そのような習慣ができると,あなたは「そういう人」になってしまう.
つまり何の努力もしない上にネガティブで,人に感謝もできないし,すぐイライラする上に人に当たる攻撃的な人格が形成されるのだ.
そうすると周囲から虐げられ,孤立し,孤独を感じ,余計に人格がねじ曲がる.
すると余計にネガティブな思考が頭の中を占拠し,よりネガティブな行動習慣が染みつき…というように,絶望の負のループへと突入する.
まとめると以下のようになる.
思考→行動→習慣化→人格形成→思考…
思考というただの言葉の羅列を信じてしまったがために人生が大きく狂ってしまう.
この「思考というただの言葉の羅列を信じ,揺るぎなき現実だと捉える」行為を,心理学の用語でフュージョンと呼ぶ.
では自分ができることは何だろうか.
先ほど述べたようにネガティブ思考の発生を止めることは不可能である.
しかし思考がただの言葉の羅列であるということを認識することはできる.
つまり,
今俺の頭に「俺はダメなやつだ」という思考が浮かんでいる
と認識することはできるということだ.
このように「思考は言葉の羅列であり,揺るぎない現実だというわけではない」と認識することを,脱フュージョンと呼ぶ.
ここで気をつけなくてはならないのは,脱フュージョンは必ずしもポジティブ感情を引き起こすわけではないということ.
ただ単に,「少なくとも絶対的現実ではない」ということを認識することにすぎない.
ここで「でもその思考が本当のことだったらどうするんだ」という指摘が出てくるかもしれない.
しかし今議論しているのはそこではない.
今言っているのは,あなたがネガティブ思考に基づいた行動をしているのは,あなたが思考という言葉の羅列を,唯一絶対の真実として自ら信じ込んでいるからなんですよ,ということだ.
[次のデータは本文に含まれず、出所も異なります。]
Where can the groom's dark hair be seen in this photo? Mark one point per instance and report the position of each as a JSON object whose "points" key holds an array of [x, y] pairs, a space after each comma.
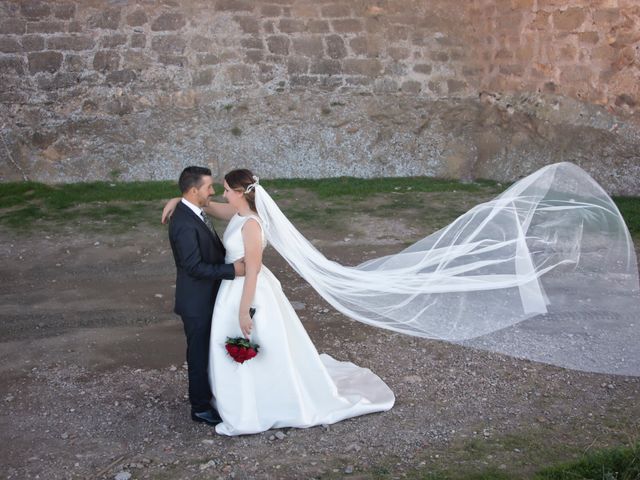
{"points": [[192, 177]]}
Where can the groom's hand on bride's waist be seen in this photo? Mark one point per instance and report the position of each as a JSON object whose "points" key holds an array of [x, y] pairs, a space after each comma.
{"points": [[238, 266]]}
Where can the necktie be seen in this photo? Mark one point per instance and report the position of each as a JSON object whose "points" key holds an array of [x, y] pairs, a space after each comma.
{"points": [[206, 220]]}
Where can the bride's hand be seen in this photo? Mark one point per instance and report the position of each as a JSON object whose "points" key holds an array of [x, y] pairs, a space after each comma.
{"points": [[246, 324], [168, 209]]}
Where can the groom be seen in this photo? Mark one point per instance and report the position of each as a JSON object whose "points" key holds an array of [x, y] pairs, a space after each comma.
{"points": [[199, 256]]}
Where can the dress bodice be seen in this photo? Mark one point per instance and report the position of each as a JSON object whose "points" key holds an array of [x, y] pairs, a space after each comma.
{"points": [[232, 238]]}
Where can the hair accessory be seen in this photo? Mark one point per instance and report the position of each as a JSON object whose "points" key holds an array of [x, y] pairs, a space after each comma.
{"points": [[252, 186]]}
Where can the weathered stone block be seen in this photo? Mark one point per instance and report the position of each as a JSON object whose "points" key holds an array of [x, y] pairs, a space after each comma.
{"points": [[267, 73], [208, 59], [137, 18], [278, 44], [119, 106], [423, 68], [526, 5], [202, 78], [271, 11], [335, 46], [11, 64], [268, 27], [397, 33], [65, 11], [367, 67], [74, 63], [541, 21], [46, 27], [14, 26], [326, 67], [568, 53], [58, 81], [308, 46], [509, 21], [44, 62], [369, 45], [9, 45], [75, 27], [374, 25], [303, 81], [253, 42], [32, 43], [70, 42], [381, 85], [114, 40], [455, 86], [503, 54], [138, 40], [570, 19], [336, 10], [606, 15], [253, 56], [169, 44], [34, 9], [200, 43], [350, 25], [411, 86], [235, 5], [169, 59], [247, 24], [121, 77], [168, 21], [137, 60], [517, 70], [439, 56], [289, 25], [109, 19], [398, 53], [239, 74], [106, 60], [297, 65], [318, 26]]}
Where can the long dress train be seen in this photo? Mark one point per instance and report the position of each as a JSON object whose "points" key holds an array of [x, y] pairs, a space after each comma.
{"points": [[288, 384]]}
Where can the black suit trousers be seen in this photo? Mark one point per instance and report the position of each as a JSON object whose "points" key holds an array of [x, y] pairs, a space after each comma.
{"points": [[198, 331]]}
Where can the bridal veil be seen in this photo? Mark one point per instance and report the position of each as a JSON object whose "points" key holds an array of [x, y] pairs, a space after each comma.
{"points": [[546, 271]]}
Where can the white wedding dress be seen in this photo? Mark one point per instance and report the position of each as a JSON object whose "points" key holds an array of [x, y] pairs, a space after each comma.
{"points": [[288, 384]]}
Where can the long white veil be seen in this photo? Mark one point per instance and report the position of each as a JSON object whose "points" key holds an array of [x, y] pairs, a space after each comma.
{"points": [[546, 271]]}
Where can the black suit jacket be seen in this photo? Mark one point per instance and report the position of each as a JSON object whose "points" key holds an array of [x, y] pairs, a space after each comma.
{"points": [[199, 256]]}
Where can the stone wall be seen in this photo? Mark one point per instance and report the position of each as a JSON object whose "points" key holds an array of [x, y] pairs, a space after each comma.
{"points": [[586, 49], [291, 88]]}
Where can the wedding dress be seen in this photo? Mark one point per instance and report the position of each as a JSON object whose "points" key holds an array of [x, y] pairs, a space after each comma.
{"points": [[288, 384]]}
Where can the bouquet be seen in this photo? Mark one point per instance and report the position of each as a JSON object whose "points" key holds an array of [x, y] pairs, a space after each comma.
{"points": [[241, 349]]}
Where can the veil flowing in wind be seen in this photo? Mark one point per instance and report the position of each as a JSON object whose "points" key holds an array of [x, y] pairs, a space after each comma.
{"points": [[545, 271]]}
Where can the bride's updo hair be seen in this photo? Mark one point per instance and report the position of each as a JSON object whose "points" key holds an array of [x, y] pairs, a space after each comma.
{"points": [[239, 180]]}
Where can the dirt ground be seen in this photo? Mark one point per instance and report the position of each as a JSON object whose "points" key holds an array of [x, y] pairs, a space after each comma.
{"points": [[93, 384]]}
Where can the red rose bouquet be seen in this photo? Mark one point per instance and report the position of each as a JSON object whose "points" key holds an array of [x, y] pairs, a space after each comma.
{"points": [[241, 349]]}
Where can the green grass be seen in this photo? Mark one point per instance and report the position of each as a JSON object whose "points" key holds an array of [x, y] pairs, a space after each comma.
{"points": [[621, 463], [23, 205], [364, 187], [630, 209]]}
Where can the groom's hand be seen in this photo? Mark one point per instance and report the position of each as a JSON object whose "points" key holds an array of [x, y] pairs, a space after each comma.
{"points": [[238, 266]]}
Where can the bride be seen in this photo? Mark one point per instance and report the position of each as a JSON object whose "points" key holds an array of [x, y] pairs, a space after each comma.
{"points": [[288, 384], [546, 271]]}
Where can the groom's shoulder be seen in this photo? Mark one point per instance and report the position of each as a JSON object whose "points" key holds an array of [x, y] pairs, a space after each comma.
{"points": [[179, 216]]}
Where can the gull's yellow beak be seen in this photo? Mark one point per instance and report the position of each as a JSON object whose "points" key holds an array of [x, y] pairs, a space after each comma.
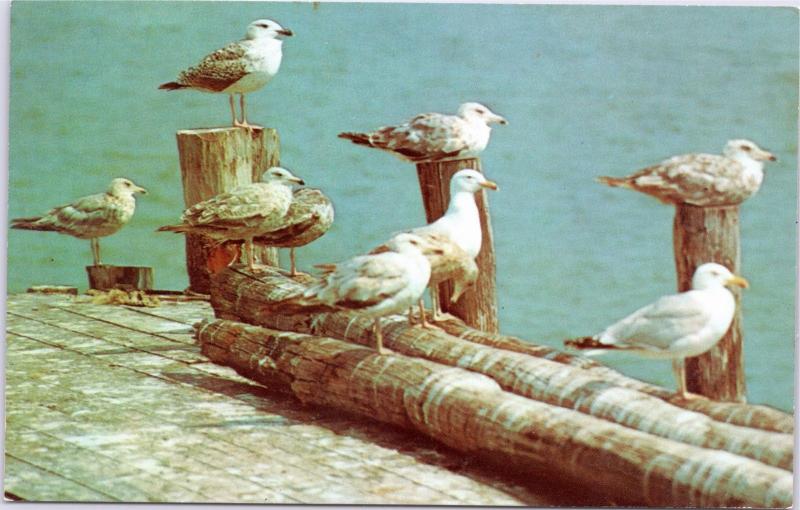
{"points": [[489, 185], [738, 281]]}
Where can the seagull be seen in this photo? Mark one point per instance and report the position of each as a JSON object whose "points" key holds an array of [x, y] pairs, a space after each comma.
{"points": [[702, 179], [245, 212], [372, 285], [309, 217], [90, 217], [456, 237], [434, 136], [239, 67], [676, 326]]}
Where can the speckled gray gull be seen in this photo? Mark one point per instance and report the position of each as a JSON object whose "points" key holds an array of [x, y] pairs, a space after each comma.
{"points": [[90, 217], [454, 240], [243, 213], [434, 136], [702, 179], [239, 67], [674, 327]]}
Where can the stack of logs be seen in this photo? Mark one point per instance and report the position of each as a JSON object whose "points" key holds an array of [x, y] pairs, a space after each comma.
{"points": [[546, 413]]}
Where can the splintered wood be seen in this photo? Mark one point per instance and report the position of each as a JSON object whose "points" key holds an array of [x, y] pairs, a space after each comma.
{"points": [[537, 414]]}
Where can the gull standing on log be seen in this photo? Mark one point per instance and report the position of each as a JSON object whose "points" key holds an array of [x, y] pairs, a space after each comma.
{"points": [[434, 136], [676, 326], [238, 68], [702, 179], [90, 217], [454, 240], [243, 213], [373, 285]]}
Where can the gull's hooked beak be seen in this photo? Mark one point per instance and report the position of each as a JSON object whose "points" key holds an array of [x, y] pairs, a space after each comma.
{"points": [[489, 184], [738, 281]]}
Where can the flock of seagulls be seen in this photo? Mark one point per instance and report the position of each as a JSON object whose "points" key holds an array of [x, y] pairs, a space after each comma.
{"points": [[392, 277]]}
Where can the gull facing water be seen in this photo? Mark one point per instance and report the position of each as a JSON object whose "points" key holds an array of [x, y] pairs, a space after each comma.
{"points": [[434, 136], [239, 67], [90, 217], [676, 326], [702, 179]]}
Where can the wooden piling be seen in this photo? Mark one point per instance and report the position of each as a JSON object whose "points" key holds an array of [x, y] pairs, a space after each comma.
{"points": [[478, 306], [215, 160], [711, 234]]}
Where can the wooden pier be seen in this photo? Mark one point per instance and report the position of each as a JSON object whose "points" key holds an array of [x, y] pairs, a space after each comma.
{"points": [[116, 403]]}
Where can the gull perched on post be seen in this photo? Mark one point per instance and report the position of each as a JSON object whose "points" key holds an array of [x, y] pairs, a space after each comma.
{"points": [[676, 326], [243, 213], [90, 217], [454, 240], [373, 285], [239, 67], [702, 179], [434, 136]]}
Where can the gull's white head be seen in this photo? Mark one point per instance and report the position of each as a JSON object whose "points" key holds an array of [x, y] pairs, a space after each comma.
{"points": [[477, 111], [267, 28], [711, 275], [746, 149], [471, 181], [122, 187], [279, 174]]}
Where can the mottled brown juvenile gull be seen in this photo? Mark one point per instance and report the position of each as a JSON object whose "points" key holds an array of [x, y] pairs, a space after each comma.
{"points": [[434, 136], [676, 326], [372, 285], [238, 68], [702, 179], [309, 217], [90, 217], [243, 213]]}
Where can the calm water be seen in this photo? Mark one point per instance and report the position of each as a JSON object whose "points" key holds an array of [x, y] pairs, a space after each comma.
{"points": [[587, 91]]}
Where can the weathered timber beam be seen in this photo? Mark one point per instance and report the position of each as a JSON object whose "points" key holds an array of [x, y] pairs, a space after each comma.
{"points": [[471, 413], [237, 295]]}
思考そのものはコントロールできない上に,何の悪い影響も与えてこない.
しかし思考を絶対的真実として信じるかどうかというのはコントロールできる上に,信じてしまうと先述のような甚大な被害を与えてくる.
自ら思考を信じる習慣を形成してしまっているが故に,破滅的な行動を招き破滅的な人生を歩んでいるということを自覚しなくてはならない.
そしてゆっくりでいいから,思考をただの言葉だと捉えそれを自ら信じ込む選択をしない,という習慣を形作っていかなければならない.